Earlier this year I found out my husband cheated on me and gave me chlamydia shortly after giving birth to our first child. I never suspected anything, not even that I had an infection. The whole thing felt like my world had shattered. I only found out by going to the doctor thinking my body was still wacky due to post-partum healing. I had a routine appointment with a standard lab order. Week and a half later I get a call from the doctor's office. Literally having a hallmark family moment, laughing and feeding the baby with my husband, when they informed me over the phone that I was positive for Chlamydia. Everything was blurry, my heart was racing, and I could feel my stomach in my throat. I will never forget that day; the week before my first ever Mother's Day at that.

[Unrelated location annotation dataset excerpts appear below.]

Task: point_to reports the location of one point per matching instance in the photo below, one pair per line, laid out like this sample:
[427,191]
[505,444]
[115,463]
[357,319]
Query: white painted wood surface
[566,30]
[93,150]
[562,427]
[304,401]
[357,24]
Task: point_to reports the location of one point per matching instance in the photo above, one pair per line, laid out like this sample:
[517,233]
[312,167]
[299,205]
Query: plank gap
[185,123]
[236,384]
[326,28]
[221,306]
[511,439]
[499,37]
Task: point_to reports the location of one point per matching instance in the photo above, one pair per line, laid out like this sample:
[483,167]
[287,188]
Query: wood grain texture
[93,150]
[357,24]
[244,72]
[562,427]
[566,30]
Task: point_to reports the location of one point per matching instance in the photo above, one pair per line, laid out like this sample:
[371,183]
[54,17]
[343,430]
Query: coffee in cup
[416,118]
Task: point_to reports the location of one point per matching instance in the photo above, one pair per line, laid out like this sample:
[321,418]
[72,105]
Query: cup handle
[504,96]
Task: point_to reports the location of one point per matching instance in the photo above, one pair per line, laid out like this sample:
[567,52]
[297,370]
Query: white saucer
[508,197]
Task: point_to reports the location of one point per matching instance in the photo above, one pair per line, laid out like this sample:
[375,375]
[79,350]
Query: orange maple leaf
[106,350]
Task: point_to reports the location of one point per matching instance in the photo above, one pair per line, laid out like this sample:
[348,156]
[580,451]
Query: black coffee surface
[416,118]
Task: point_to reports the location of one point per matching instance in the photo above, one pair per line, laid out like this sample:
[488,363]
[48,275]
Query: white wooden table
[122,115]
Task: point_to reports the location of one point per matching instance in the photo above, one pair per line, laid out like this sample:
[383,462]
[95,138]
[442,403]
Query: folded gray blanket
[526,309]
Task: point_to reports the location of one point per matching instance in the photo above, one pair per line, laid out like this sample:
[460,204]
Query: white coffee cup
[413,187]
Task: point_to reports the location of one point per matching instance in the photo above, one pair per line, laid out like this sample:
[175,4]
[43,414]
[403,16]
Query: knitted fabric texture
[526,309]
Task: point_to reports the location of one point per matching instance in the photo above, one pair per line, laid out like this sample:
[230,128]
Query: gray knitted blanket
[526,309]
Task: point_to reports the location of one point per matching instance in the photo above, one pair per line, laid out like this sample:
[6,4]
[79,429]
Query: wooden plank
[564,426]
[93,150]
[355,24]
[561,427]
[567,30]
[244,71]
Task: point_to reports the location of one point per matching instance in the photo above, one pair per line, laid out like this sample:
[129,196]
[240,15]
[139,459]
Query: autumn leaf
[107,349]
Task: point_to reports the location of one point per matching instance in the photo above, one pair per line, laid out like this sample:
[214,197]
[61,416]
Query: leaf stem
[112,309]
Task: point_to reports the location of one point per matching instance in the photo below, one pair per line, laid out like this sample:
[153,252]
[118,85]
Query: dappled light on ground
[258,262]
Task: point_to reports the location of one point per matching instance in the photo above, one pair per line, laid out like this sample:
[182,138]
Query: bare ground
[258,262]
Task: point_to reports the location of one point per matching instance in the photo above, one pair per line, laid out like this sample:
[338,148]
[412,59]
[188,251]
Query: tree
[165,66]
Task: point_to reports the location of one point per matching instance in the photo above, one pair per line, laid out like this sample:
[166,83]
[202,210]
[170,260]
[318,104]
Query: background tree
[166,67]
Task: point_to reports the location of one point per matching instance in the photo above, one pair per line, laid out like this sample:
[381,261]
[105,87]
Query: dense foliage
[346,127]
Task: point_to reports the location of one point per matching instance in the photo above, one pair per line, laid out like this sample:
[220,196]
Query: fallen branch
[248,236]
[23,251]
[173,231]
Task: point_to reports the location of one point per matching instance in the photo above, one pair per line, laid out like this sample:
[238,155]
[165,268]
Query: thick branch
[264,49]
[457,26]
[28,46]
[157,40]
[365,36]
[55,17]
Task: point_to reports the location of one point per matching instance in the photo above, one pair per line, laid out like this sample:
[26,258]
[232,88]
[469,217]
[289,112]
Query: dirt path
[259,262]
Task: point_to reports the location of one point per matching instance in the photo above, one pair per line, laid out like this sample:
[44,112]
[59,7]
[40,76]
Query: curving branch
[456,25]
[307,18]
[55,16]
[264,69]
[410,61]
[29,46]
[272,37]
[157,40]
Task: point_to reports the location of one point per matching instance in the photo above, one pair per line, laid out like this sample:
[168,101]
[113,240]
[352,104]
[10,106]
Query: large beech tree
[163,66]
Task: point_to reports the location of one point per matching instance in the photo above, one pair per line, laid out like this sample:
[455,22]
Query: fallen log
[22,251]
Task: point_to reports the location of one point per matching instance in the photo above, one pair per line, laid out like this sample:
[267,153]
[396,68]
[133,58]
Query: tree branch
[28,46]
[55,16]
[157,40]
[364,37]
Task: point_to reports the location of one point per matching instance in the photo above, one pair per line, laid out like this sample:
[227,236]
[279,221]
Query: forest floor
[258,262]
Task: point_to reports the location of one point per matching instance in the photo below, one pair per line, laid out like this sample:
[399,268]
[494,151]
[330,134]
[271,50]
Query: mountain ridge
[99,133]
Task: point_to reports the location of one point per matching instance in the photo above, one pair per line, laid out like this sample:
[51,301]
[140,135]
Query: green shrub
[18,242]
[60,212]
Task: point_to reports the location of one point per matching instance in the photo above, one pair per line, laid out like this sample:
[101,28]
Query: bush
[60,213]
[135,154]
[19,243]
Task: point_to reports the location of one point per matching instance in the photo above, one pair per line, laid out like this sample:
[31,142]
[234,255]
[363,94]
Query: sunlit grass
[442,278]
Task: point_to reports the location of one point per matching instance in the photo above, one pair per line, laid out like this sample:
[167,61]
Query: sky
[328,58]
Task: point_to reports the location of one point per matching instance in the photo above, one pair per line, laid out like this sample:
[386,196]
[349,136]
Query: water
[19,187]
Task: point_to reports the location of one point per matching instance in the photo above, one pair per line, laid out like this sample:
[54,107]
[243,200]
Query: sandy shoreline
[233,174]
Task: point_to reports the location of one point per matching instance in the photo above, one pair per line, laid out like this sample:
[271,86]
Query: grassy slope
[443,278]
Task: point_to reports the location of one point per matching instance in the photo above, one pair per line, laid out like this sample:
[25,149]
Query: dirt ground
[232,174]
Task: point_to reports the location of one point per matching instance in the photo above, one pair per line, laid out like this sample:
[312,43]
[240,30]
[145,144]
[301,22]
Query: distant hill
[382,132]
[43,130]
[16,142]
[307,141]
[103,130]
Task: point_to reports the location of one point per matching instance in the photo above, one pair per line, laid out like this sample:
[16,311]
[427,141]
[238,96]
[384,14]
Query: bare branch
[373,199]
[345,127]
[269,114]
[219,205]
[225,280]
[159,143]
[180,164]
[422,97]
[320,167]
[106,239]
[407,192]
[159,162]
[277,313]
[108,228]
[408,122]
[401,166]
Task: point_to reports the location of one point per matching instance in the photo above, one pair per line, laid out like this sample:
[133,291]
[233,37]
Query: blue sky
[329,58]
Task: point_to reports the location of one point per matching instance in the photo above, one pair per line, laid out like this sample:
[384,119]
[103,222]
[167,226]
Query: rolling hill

It's been 5 months since that day and it's been an emotional roller coaster. Due to complicated circumstances we are unfortunately cohabiting while separated. He sleeps in the guest room and keeps to his separate living area while we continue to parent as normal as possible. Opposing work schedules makes things better, so the weekends are the most uncomfortable for the most part. Due to the cohabiting we sometimes fall back into old routine, like grocery shopping, cooking large portions, but nothing romantic. This also results in many arguments.
He repeats that he wants to try to redeem the marriage, but I have made up my mind about filing for divorce and have told him so over and over. For months he has made it difficult to schedule notary appointments needed so I can actually begin the filing process. I had been extremely stressed with college courses and changes at work so he took advantage of my exhaustion.
I have my mother for long distance emotional support, but that's been about it. His family has "been there for him" through all of this which makes me feel even more isoloated because they seem to be more about supporting him no matter what because he is family, yet not totally holding him accountable for ruining our family.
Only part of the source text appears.